Je suis venu apprendre à chaque fois un peu mieux en quoi cette ville avait attiré tant de visiteurs. Aussi bien un archevêque de Canterbury nommé Sigéric, dont le nom aurait été oublié, sans le récit qu’il fait de son voyage de 990, que Charlemagne en route pour un couronnement sacré l’année 800.  Il y a presque deux siècles d’écart entre les deux voyages, mais chacun de ces parcours offre comme une coupe stratigraphique d’un état de l’Europe à un moment donné. On peut espérer en effet qu’ils deviendront deux itinéraires culturels complémentaires. 

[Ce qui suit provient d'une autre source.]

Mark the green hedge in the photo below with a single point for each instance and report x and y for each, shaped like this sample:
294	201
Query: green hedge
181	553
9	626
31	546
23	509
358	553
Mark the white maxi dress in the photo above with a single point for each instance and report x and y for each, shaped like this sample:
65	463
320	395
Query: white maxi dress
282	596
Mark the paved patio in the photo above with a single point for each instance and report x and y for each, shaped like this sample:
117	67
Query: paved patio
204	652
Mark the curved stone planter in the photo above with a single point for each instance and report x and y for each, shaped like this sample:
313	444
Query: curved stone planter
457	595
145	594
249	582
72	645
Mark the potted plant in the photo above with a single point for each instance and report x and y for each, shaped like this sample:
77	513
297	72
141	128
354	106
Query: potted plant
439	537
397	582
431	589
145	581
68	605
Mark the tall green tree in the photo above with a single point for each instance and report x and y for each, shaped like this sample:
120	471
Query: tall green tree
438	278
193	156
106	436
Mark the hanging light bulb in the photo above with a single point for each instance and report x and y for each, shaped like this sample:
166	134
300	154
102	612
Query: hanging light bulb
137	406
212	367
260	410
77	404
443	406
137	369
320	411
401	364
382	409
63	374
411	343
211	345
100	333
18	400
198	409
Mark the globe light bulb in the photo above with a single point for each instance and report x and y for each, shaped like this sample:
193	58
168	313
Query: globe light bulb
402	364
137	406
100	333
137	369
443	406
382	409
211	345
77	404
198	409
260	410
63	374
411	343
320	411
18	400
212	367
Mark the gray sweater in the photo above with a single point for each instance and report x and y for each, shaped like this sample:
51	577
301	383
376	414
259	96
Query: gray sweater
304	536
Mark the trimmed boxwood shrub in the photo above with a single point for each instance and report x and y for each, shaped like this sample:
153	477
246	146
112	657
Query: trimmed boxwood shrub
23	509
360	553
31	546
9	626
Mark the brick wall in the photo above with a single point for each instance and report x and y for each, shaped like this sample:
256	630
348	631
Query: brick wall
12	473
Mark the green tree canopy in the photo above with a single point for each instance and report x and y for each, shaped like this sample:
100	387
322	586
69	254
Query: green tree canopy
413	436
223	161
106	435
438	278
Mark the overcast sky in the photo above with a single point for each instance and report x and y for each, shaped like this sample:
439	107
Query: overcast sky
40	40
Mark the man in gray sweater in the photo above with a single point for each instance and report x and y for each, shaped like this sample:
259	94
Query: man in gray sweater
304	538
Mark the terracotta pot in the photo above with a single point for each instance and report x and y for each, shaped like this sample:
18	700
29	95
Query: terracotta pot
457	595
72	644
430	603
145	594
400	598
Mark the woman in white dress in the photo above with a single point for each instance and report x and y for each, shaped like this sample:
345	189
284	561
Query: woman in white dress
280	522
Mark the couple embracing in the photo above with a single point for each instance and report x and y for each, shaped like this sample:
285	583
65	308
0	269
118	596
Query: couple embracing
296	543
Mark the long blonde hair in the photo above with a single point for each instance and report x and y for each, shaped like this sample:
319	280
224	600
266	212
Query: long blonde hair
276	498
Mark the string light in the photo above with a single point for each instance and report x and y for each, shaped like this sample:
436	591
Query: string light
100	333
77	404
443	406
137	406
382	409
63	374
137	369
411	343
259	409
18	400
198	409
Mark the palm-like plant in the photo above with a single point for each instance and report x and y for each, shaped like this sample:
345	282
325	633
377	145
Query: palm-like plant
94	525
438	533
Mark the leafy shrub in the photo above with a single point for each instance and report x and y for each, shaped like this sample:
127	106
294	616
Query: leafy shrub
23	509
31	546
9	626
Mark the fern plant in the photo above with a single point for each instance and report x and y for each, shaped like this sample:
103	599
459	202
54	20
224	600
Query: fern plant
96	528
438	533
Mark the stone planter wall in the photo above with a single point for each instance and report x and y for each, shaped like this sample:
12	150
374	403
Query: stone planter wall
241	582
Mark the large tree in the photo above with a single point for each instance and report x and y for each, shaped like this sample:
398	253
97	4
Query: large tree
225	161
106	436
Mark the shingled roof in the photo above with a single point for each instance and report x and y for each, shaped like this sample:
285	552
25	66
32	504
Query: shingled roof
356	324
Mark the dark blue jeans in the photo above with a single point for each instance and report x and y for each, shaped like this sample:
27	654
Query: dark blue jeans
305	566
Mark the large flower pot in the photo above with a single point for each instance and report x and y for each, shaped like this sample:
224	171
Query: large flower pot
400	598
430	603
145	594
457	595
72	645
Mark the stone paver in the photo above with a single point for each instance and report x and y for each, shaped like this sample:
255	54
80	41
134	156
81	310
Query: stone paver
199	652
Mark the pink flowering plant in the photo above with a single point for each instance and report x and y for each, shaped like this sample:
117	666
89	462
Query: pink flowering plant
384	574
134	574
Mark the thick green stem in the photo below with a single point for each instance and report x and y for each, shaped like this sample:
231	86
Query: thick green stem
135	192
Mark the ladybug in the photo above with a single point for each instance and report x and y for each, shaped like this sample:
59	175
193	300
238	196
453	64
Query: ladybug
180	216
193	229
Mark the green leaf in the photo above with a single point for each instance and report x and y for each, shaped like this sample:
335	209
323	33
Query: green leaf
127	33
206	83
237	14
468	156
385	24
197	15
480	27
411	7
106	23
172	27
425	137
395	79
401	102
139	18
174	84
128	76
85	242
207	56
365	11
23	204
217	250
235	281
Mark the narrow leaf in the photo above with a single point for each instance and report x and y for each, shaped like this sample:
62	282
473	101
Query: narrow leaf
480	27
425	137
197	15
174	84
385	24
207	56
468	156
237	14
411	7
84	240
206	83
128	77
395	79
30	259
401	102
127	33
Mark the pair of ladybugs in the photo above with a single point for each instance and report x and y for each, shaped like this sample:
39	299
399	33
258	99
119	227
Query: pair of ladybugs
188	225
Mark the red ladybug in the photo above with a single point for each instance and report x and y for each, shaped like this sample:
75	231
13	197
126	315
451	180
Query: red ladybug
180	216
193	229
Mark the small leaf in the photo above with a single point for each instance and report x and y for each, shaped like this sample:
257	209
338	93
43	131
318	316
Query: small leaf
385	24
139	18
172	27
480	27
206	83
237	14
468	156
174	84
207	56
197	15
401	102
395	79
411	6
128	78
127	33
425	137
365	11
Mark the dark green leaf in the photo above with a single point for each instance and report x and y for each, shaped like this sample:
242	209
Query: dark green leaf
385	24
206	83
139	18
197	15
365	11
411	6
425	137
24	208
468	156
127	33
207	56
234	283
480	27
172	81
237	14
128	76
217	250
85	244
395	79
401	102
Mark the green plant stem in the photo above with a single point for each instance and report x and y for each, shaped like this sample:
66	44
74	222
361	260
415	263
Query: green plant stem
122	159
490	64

S’y ajoute pour moi l’extraordinaire épopée joyeuse et tragique du Caravage que Dominique Fernandez décrit comme un personnage de film dans « La course à l’abîme ». Un voyou qui fait écho quatre cents ans plus tôt au sort de Pasolini. Fernandez ne peut pas ne pas y avoir pensé, quand ce peintre meurt assassiné, du retour de ses propres crimes, ou de sa vie dissolue, ou de son homosexualité, ou de son trop plein de talent ou plus sûrement de tout cela à la fois, sur une plage au nord de Rome.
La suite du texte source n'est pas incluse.